Hand-crafted precision in China

June 4, 2003


Located outside of Beijing, China, P & L's stone manufacturing plant for slate and quartzite has the same sights and sounds of a typical stoneworking operation. But moving away from the din of the saws and calibrating machines, a visitor can experience the real heart of the production process -- which is the artisans who quietly and efficiently ply the craft of assembling mosaics with painstaking accuracy.

The factory is owned by Jack Lee, who grew up in Beijing and now operates P & L Marble out of Farmingdale, NY. Lee originally worked as an importer in Long Island, New York, for 15 years, and eventually began a manufacturing operation in China in the early 1990s.

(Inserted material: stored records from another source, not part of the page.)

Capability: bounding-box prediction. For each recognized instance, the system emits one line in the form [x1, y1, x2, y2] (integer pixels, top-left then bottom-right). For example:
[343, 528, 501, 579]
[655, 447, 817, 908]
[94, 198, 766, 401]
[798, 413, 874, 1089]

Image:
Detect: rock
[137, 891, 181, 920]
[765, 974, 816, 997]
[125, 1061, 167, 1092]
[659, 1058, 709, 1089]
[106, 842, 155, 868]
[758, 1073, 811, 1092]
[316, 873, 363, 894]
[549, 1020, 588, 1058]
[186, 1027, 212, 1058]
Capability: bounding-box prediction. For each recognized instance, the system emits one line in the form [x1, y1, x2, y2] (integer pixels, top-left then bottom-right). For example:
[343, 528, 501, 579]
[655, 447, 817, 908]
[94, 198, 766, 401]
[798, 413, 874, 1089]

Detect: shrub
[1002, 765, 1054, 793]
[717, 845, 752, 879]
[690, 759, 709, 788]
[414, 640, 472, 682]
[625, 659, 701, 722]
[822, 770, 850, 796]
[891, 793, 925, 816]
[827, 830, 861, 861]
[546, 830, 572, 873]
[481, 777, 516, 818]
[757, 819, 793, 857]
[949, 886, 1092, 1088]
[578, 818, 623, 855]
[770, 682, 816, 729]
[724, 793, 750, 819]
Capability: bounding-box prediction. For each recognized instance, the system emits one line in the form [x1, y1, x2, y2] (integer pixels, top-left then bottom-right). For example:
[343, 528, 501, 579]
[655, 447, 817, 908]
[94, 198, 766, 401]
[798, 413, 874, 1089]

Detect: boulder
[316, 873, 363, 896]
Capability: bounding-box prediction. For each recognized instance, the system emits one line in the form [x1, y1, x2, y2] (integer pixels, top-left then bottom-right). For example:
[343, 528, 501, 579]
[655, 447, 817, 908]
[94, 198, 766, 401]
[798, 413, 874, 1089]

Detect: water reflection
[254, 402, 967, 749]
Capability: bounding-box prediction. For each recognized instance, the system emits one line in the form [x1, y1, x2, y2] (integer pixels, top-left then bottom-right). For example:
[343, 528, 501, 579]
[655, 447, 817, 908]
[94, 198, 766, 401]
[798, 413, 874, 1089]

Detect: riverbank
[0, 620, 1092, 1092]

The slate and quartzite operation employs a total of 80 people, with two shifts in place. And while it only produced slate and quartzite tiles at first, it expanded to also produce mosaics around two years ago.

The machinery used for processing stone is fairly straightforward, including many manual saws and calibrating machines. Lee explained that careful calibration, dimensions and color selection of the tiles and mosaics are essential to meet the high quality standards of the U.S. market, the company's principal export target.

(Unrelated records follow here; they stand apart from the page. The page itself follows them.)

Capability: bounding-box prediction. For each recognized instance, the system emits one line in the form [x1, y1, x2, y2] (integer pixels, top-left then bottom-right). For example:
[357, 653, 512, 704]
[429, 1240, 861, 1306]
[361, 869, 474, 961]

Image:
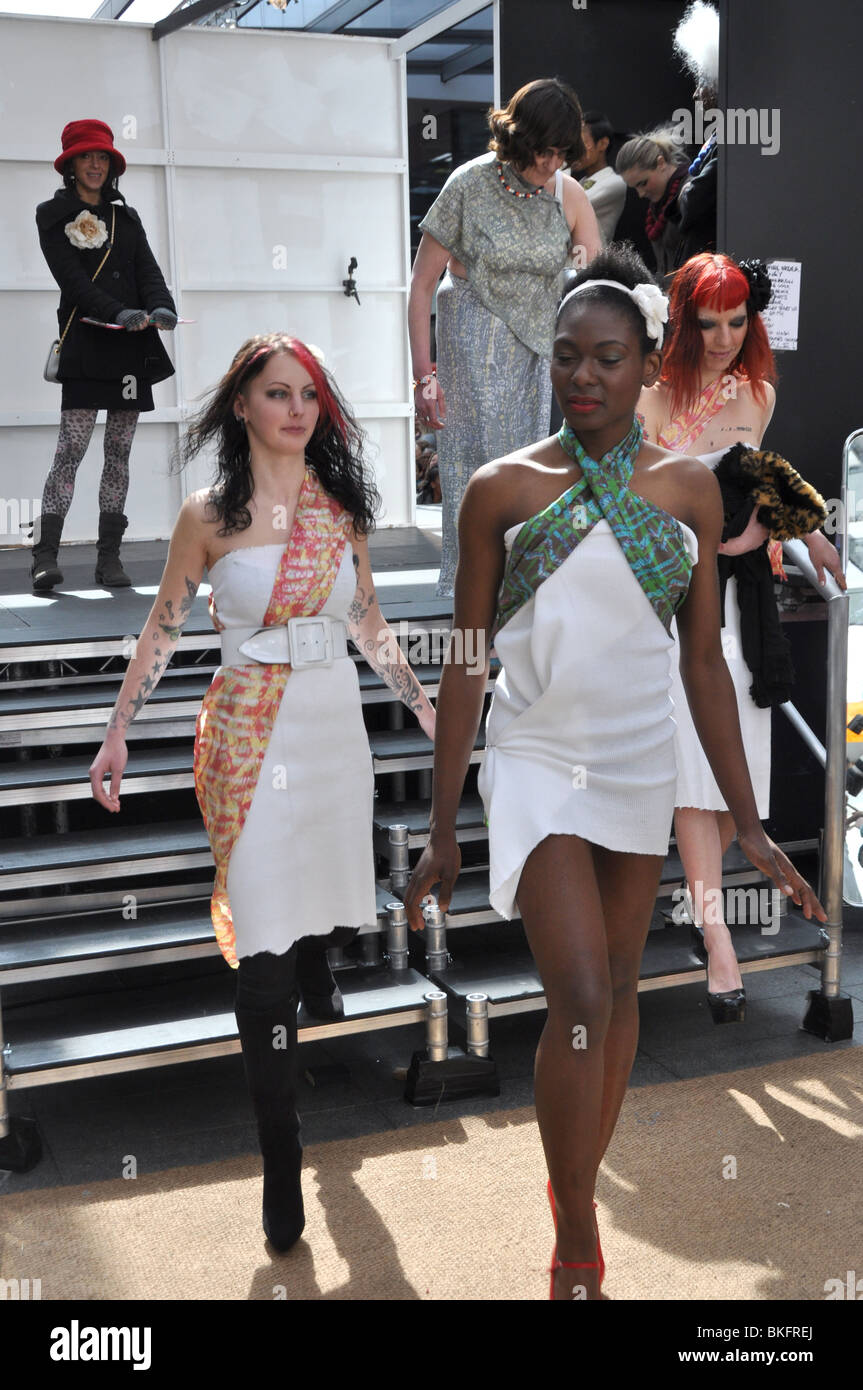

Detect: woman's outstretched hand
[404, 834, 461, 931]
[737, 830, 827, 922]
[90, 730, 129, 810]
[414, 377, 446, 430]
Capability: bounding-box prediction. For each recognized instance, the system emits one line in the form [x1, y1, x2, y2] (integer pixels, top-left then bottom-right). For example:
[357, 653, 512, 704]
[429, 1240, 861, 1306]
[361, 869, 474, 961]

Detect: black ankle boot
[31, 512, 65, 592]
[96, 512, 132, 589]
[236, 995, 306, 1254]
[296, 927, 359, 1019]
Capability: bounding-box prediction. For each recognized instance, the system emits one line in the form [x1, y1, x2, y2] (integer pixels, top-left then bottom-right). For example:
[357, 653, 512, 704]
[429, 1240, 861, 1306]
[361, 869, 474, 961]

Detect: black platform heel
[296, 927, 359, 1020]
[689, 916, 746, 1023]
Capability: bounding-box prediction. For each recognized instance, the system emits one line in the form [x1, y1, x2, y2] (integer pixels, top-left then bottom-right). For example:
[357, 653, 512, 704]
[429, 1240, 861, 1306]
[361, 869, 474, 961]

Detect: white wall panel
[0, 17, 414, 543]
[0, 17, 164, 160]
[0, 417, 183, 544]
[175, 168, 404, 287]
[163, 29, 403, 158]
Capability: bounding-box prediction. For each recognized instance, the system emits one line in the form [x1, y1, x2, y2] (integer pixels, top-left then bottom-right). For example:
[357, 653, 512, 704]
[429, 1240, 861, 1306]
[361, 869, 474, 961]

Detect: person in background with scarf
[90, 334, 435, 1251]
[614, 126, 689, 277]
[639, 252, 845, 1023]
[404, 246, 824, 1301]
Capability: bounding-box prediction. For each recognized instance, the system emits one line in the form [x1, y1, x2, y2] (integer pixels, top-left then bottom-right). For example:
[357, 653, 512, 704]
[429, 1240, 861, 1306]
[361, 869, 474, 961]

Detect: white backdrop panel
[176, 292, 406, 411]
[175, 168, 404, 287]
[175, 413, 414, 534]
[0, 18, 164, 160]
[0, 289, 177, 417]
[0, 419, 182, 541]
[161, 29, 403, 158]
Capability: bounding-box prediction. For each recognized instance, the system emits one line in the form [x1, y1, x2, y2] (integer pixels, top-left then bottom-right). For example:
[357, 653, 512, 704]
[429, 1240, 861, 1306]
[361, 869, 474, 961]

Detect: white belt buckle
[288, 613, 334, 671]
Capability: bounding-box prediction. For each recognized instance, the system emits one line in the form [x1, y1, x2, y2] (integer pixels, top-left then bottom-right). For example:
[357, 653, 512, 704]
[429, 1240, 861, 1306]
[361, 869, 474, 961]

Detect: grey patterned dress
[420, 154, 570, 598]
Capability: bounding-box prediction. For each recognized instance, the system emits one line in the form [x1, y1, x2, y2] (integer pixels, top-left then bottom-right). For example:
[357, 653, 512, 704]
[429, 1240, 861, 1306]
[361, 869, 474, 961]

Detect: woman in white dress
[90, 334, 435, 1251]
[406, 247, 823, 1298]
[639, 252, 845, 1023]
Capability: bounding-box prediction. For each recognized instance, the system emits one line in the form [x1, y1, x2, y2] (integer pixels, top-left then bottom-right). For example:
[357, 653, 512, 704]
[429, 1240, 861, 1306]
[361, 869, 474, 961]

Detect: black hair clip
[738, 256, 773, 314]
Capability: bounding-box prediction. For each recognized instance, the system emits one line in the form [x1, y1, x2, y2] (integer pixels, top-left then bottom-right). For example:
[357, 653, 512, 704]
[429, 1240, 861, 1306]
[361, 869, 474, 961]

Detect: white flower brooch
[65, 213, 108, 252]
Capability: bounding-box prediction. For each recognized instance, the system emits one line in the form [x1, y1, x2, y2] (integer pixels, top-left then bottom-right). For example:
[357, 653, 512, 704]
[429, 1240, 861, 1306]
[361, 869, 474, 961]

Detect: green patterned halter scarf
[495, 420, 692, 634]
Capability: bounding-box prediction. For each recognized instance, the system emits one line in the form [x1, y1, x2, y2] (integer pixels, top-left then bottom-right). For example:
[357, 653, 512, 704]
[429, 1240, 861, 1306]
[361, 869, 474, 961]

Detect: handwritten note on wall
[763, 261, 803, 352]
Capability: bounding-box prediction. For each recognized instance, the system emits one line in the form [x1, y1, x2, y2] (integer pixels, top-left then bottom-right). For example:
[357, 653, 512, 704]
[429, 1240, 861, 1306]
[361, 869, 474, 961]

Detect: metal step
[0, 885, 392, 986]
[372, 795, 488, 863]
[428, 912, 825, 1020]
[4, 966, 432, 1090]
[0, 811, 213, 892]
[0, 745, 195, 806]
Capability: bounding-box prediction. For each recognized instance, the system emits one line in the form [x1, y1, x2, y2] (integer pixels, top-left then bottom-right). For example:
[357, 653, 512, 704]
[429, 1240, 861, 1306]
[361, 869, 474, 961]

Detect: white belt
[220, 613, 347, 671]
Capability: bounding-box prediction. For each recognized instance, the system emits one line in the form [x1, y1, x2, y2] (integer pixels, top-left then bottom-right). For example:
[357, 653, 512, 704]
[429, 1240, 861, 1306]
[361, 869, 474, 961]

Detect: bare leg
[518, 835, 661, 1298]
[674, 806, 742, 994]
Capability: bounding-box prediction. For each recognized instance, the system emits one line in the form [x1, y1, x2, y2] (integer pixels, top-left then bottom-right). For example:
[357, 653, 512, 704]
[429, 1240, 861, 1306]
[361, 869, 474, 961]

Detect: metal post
[784, 541, 853, 1043]
[422, 904, 447, 974]
[422, 990, 447, 1062]
[386, 826, 410, 894]
[821, 594, 849, 999]
[0, 1001, 8, 1138]
[386, 902, 407, 970]
[467, 994, 488, 1056]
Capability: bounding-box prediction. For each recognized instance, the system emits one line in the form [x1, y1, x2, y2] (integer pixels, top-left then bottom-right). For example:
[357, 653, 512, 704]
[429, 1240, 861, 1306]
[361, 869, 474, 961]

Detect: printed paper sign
[763, 261, 803, 352]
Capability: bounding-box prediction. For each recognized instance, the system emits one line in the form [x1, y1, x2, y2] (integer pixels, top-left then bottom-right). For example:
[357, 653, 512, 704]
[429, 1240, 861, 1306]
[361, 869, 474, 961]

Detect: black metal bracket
[342, 256, 360, 304]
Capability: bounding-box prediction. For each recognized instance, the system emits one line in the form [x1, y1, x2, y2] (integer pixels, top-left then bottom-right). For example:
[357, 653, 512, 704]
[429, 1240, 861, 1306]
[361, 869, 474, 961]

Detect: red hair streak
[660, 252, 777, 416]
[243, 334, 347, 442]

Most of the tiles are honed, and they are available in a variety of sizes. The mosaics feature even more variety, as they are produced in a broad range of styles, patterns and combinations. To create an Old World look on any of its products, P & L also operates a tumbler on its premises.

One key to high-quality mosaic production is starting with the right raw materials, Lee explained. The process cannot be done with "waste" or "scrap" tile, as everything has to be precisely calibrated before being cut into mosaic pieces, he said.

Once the mosaic pieces are cut, they are stored in large quantities in a stockyard adjacent to the assembly area. Lee described the assembly of the mosaics as a very "labor-intensive" process that requires great concentration and skill by the workers. Another step to ensure quality is to use metal molds for the mosaics, as opposed to plastic, which he said provides greater precision.

Quality control is a major focus for the company, as all tiles and mosaics are inspected before being deemed suitable for shipping. "It's not high-tech," Lee said. "Everything depends on being organized with high quality control and keeping everything clean."

P & L produces five to eight con-tainers of mosaics per month as well as 20 containers of calibrated tiles. In all, approximately 60 to 70% of products go to the U.S. market, with some production also being consumed by Europe and the domestic market. Exports are shipped from the Tianjin port, located 80 miles away.

The company sells its production to building supply stores, and its also supplies stone for specific projects. It has also fabricated some custom stonework, including material for high-end residences owned by singers, actors and athletes. For these custom projects -- which are sold through wholesalers -- the company also has a Ghines edging machine and an Omag stoneworking machine from Italy.